И стихи находятся у всех.
Добровольский извлекает из-за пазухи какой-то толстый грязный блокнот, откуда слышатся божественные звуки. Бывший киносценарист Добровольский работал фельдшером в больнице.
Португалов, руководитель культбригады больницы, поражает образцами прекрасно действующей актерской памяти, уже смазанной чуть-чуть маслом культработы. Португалов ничего не читает по бумажке – все на память.
Я напрягаю свой мозг, отдавший когда-то столько времени стихам, и, к собственному удивлению, вижу, как помимо моей воли в гортани появляются давно забытые мной слова. Я вспоминаю не свои стихи, а стихи любимых мной поэтов – Тютчева, Баратынского, Пушкина, Анненского – в моей гортани.
Нас трое в перевязочной хирургического отделения, где я работаю фельдшером и дежурю. Дежурный фельдшер глазного отделения – Добровольский, Португалов – актер из культобслуги. Помещение – мое, ответственность за этот вечер – также. Но об ответственности никто не думает – все делается явочным порядком. Верный своей старой, даже всегдашней привычке сначала делать, а потом спрашивать разрешения, я начал эти чтения в нашей перевязочной гнойного хирургического отделения.
Час чтения стихов. Час возвращения в волшебный мир. Мы все взволнованы. Я даже продиктовал Добровольскому бунинского «Каина». Стихотворение осталось в памяти случайно – Бунин поэт небольшой, но для устной антологии, составлявшейся на Колыме, прозвучало весьма и весьма.

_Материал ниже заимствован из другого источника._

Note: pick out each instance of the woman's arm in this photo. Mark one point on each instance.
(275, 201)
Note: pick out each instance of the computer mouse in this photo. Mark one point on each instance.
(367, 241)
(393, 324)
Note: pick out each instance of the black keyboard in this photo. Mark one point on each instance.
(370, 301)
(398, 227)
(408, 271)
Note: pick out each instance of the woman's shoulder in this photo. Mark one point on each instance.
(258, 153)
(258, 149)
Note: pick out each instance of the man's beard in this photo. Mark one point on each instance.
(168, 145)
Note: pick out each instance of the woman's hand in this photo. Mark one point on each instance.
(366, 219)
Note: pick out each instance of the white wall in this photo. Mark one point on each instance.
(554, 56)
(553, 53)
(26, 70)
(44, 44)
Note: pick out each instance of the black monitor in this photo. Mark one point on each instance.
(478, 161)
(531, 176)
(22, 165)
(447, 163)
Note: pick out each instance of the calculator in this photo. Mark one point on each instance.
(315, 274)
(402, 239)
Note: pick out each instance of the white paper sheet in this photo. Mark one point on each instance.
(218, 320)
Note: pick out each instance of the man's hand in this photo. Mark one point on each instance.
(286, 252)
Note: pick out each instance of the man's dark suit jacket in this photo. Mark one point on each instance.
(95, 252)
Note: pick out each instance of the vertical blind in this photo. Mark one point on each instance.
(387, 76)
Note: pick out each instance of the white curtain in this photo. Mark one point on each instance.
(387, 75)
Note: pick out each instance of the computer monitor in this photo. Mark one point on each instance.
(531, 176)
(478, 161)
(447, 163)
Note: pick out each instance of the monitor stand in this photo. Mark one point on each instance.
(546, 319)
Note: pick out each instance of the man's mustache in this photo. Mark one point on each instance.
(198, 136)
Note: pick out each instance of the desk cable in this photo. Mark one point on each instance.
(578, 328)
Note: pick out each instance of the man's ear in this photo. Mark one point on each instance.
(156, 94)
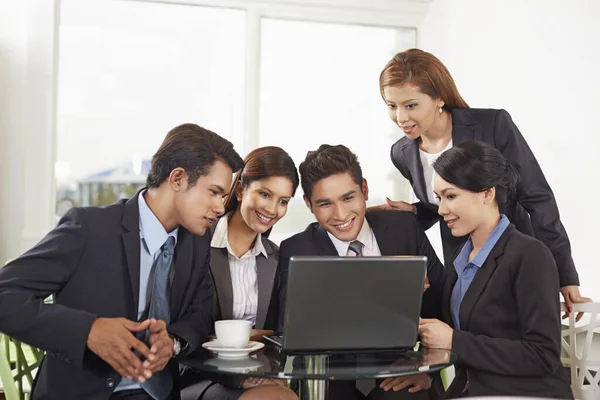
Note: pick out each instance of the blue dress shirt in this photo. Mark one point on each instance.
(466, 270)
(152, 236)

Эти поэтические ночи начинались в девять часов вечера после поверки в больнице и кончались в одиннадцать-двенадцать часов ночи. Я и Добровольский были на дежурстве, а Португалов имел право опаздывать. Таких поэзоночей, которые позднее в больнице получили название афинских ночей, мы провели несколько.
Выяснилось сразу, что все мы – поклонники русской лирики начала двадцатого века.
Мой взнос: Блок, Пастернак, Анненский, Хлебников, Северянин, Каменский, Белый, Есенин, Тихонов, Ходасевич, Бунин. Из классиков: Тютчев, Баратынский, Пушкин, Лермонтов, Некрасов и Алексей Толстой.
Взнос Португалова: Гумилев, Мандельштам, Ахматова, Цветаева, Тихонов, Сельвинский. Из классиков – Лермонтов и Григорьев, которого мы с Добровольским знали больше понаслышке и лишь на Колыме испытали меру его удивительных стихов.
Доля Добровольского: Маршак с переводами Бернса и Шекспира, Маяковский, Ахматова, Пастернак – до последних новинок тогдашнего «самиздата». «Лилечке вместо письма» было прочитано именно Добровольским, да и «Зима приближается» мы заучили тогда же. Первый ташкентский вариант будущей «Поэмы без героя» был прочтен тоже Добровольским. Пырьев и Ладынина прислали бывшему сценаристу «Трактористов» и эту поэму.
Все мы понимали, что стихи – это стихи, а не стихи – не стихи, что в поэзии известность ничего не решает. У каждого из нас был свой счет к поэзии, я назвал бы его гамбургским, если бы этот термин не был так затаскан. Мы дружно решили не тратить время наших поэтических ночей на включение в нашу поэтическую устную антологию таких имен, как Багрицкий, Луговской, Светлов, хотя Португалов и был с кем-то из них в одной литературной группе. Список наш отстоялся давно. Наше голосование было тайным из тайных – ведь мы проголосовали за одни и те же имена много лет назад, каждый отдельно от другого, на Колыме. Выбор совпадал в именах, в стихотворениях, в строфах и даже в строчках, особо отмеченных каждым. Стихотворное наследство девятнадцатого века не удовлетворяло нас, казалось недостаточным. Каждый читал, что вспомнит и запишет за время перерыва между этими стихотворными ночами. Мы не успели перейти к чтению собственных стихов, было ясно, все трое пишут или писали стихи, как наши афинские ночи были прерваны неожиданным образом.